Anyone who has worked in Australian agriculture for more than a couple of days will have heard one of the above, albeit most likely with stronger adjectives.
If there is one guarantee for farmers in Australia it’s that we are at the mercy of the gods when it comes to weather. In such a big country, there will always be an area where something will be going wrong with the weather.
Many of you will have heard about multiperil crop insurance, but what about weather insurance & derivatives. Are these a suitable risk management option for protecting against the weather?
Multi-peril crop insurance(MPCI) products are quite clear with their intentions, they are purchased by producers to protect against a multitude of potential impacts to the crop. These products are generally revenue protection products, and are designed to safeguard against unexpected events. Whereas the MPCI products are catch all, the index products are targeted towards a specific risk factor.
In this article we will use the term ‘weather index’ to describe both derivatives and insurance products. There are some small differences* between the two product types, but they largely provide the same service for farmers. I won’t be discussing the individual offerings from providers, as there will be some small intricacies that will be different from product to product, however it is intended to give an overview of the general weather index offering.
These products will work well with growers who understand their business intimately, and want to protect against a specific risk. The risk being covered must be quantifiable, for example rainfall levels or a temperature range.
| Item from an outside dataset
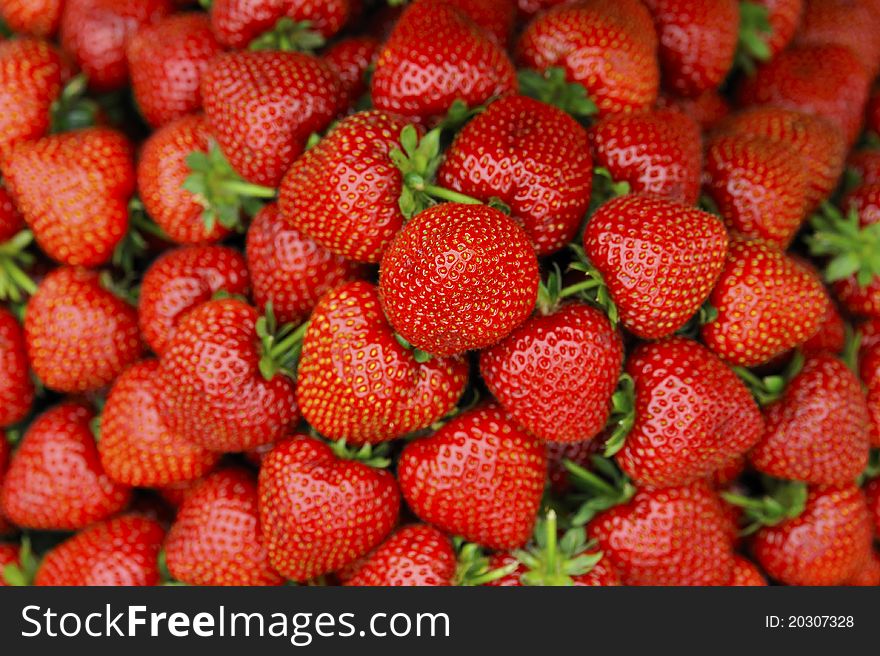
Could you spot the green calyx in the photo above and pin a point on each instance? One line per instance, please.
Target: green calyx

When a farmer has identified a specific weather risk the provider will create an appropriate index. The product is tailored for each situation, and should always be based on an independent and robust weather recording service. An agreed payout trigger is then agreed. If the trigger is achieved, then the producer will receive an agreed payout.
The index provider will charge a premium for this service, and this will be based on the likelihood of the policy being triggered. As would be expected, if you have a high chance of a detrimental weather event occurring, then your premium will be more expensive.
An example – 'Jack Frost'
Let’s look at an example. It’s the middle of September and my crop is looking in pretty good shape, the major risk to the crop is frost. I don’t want to get this close to harvest, just to see the crop lost as a result of a frost event.
I have discussed the trigger with my agronomist and my index provider, and have decided based on price and risk to have a payout trigger if the minimum temperature drops below -5°c over the next 30 days. In figure 1, we can see that during this period of time the minimum temperature reaches -4.9°c and will not receive a payout, however in figure 2 as the temperature dropped below -5°c a payout is trigged.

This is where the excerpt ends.